Often kids are told what they need to do: “Pass math and if you can’t then you won’t be successful!” I hope that they are able to get through hard times and do their very best as well. However, I really hope when they grow up, they find a way to be happy with themselves no matter what they choose to do.
It’s common knowledge that the traditional public system doesn’t work for all students. I would argue that a minimum of 20% of students are not thriving in these settings. Especially after the pandemic a lot of parents realized watching their kids learn at home what was working and what wasn’t.
This is even more so the case for families of color. When I think of people of color, I think George Floyd changed our mindsets regarding what we wanted our children to learn about. That’s why such a big part of our curriculum focuses on black history and decolonizing education. It is very difficult to decolonize education in a regular public school. Black students deserve a curriculum that says, “This is your greatness too.”

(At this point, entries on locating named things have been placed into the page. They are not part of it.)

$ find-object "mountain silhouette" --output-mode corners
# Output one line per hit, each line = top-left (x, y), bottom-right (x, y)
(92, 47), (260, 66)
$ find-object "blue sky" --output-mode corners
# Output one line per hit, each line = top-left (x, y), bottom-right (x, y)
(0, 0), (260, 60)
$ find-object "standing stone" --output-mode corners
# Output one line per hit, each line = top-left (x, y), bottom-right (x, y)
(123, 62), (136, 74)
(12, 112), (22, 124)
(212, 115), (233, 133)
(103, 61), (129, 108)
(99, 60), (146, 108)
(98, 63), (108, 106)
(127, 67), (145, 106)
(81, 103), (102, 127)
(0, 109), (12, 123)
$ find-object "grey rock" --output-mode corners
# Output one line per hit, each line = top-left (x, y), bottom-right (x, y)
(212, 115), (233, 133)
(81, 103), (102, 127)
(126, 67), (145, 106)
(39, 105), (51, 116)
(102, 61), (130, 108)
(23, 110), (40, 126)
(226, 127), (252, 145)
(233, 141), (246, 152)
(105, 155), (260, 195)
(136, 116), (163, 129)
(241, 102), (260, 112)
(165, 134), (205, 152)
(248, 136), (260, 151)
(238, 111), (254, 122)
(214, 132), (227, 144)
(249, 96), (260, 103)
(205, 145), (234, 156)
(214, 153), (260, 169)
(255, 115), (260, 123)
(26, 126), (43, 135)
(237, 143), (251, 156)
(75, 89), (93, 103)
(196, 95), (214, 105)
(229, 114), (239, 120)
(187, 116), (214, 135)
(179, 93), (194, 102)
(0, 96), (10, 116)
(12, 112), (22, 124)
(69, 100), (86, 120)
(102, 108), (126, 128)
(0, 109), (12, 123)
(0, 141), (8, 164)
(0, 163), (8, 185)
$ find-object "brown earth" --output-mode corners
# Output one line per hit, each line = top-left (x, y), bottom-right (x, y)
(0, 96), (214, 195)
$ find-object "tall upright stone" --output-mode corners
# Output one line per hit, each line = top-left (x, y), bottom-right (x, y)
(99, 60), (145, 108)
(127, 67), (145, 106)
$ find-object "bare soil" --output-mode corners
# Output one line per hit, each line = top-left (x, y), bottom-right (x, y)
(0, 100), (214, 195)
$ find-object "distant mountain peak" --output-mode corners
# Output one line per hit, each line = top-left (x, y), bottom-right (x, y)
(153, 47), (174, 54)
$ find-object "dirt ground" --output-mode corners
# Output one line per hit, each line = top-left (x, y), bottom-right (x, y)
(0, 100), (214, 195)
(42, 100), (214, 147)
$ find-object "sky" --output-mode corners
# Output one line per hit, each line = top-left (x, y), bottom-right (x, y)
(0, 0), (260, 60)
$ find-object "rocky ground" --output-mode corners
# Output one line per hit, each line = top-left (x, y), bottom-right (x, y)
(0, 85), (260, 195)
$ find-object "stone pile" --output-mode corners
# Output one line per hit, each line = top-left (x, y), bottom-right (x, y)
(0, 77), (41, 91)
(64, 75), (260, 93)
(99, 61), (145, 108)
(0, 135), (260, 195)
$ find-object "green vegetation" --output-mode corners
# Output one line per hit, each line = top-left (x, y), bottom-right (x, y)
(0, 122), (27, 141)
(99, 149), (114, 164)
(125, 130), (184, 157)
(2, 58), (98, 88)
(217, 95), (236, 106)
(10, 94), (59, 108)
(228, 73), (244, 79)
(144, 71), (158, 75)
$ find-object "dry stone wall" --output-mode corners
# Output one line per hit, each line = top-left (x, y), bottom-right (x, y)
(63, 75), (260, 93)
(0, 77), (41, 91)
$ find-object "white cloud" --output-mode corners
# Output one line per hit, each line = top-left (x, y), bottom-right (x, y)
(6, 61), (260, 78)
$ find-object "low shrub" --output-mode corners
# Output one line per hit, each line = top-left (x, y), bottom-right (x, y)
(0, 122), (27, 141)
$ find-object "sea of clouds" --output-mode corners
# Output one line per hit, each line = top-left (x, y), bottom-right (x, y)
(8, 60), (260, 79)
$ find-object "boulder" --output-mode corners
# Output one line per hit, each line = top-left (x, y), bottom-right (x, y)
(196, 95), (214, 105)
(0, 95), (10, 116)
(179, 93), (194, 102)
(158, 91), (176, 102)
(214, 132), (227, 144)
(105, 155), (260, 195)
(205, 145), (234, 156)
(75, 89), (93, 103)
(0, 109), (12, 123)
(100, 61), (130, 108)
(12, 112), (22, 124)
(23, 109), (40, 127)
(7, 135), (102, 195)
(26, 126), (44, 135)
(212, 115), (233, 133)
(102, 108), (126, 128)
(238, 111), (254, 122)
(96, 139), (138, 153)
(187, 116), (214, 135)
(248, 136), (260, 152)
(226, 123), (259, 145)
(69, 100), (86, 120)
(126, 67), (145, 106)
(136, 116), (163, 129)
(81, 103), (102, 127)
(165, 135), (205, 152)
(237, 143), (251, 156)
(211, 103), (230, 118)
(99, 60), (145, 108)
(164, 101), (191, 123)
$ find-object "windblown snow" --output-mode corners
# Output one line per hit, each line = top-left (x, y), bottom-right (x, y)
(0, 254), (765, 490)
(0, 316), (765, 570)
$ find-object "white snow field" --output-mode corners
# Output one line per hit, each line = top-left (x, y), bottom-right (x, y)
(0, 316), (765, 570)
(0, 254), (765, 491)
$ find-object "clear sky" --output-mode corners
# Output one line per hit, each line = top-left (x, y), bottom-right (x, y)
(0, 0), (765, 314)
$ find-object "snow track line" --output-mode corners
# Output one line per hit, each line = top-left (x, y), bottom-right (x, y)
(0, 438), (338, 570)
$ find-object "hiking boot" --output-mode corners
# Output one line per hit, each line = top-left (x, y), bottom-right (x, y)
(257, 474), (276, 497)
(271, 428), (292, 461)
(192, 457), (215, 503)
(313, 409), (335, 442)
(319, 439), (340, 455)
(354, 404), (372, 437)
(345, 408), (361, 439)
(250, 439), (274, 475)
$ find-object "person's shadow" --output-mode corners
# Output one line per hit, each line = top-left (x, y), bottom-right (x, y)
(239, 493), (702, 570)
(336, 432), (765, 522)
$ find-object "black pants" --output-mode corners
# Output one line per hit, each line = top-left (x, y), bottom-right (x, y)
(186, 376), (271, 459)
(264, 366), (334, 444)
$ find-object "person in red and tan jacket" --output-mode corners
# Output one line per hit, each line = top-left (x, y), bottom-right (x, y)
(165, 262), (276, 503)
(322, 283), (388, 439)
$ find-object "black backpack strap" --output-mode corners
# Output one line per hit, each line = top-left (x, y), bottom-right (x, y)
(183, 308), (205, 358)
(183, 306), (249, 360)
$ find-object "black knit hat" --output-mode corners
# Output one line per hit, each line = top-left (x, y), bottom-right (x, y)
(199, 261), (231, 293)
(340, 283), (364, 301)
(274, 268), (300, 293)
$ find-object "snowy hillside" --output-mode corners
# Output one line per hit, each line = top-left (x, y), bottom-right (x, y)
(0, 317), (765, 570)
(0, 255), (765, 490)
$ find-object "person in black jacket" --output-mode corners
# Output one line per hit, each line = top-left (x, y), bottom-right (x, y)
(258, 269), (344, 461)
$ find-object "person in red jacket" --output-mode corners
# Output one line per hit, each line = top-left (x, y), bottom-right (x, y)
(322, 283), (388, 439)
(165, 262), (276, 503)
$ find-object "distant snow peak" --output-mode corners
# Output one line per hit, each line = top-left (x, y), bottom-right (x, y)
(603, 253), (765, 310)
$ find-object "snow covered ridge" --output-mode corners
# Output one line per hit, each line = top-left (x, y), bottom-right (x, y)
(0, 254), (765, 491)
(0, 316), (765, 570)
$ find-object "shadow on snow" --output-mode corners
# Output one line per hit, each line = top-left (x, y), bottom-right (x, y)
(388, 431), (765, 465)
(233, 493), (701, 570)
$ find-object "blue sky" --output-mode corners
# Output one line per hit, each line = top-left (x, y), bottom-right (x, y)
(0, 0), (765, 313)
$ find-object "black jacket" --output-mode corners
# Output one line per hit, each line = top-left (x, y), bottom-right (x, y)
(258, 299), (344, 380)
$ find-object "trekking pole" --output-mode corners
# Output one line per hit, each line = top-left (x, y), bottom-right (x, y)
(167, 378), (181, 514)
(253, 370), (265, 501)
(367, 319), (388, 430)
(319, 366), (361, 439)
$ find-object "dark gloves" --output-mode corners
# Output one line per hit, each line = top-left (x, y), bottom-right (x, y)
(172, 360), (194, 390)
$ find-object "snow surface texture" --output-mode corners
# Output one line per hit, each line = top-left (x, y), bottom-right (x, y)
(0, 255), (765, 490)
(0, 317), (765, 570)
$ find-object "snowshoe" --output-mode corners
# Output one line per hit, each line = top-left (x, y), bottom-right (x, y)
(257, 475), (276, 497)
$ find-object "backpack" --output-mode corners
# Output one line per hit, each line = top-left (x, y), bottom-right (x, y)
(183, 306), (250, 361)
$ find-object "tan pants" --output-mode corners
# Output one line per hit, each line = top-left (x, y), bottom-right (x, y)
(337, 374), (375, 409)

It is also very important to create an environment where our children have teachers that not only look like them but can understand them in ways others cannot. I have often heard from my white students or parents that they have never had a black teacher. It is also important that white students associate black people with important positions.
For people who are thinking about founding their own schools, I say do it! The first step is just getting your idea out there and asking somebody questions. If they need any help I encourage them to book a call with me through our website and I will help them through the steps. It’s difficult to be vulnerable, but don’t be afraid to ask people that are willing to guide you.
Often people attack school choice by saying it’s stealing money from public schools or that it is racist. I wish that the public schools that are serving our kids weren’t racist. If the public schools weren’t racist, then I would not need a choice.
The schools that most of our parents and students want to go to are normally predominantly white schools. The students and parents want to send their kids there because they have high test scores; that’s not a bad thing necessarily. The problem is that the schools that they are zoned to don’t do well enough for the students to want to go there.
Unfortunately, the public schools are not serving all of our students in the way they need to be. So, until that happens, I believe the money for education should follow the child wherever they go. I believe that whatever the best decision is for the child should be in the hands of the parents. Generally speaking, parents normally want what is best for their child; if the best choice is a public school or a private school then that is the right choice for them.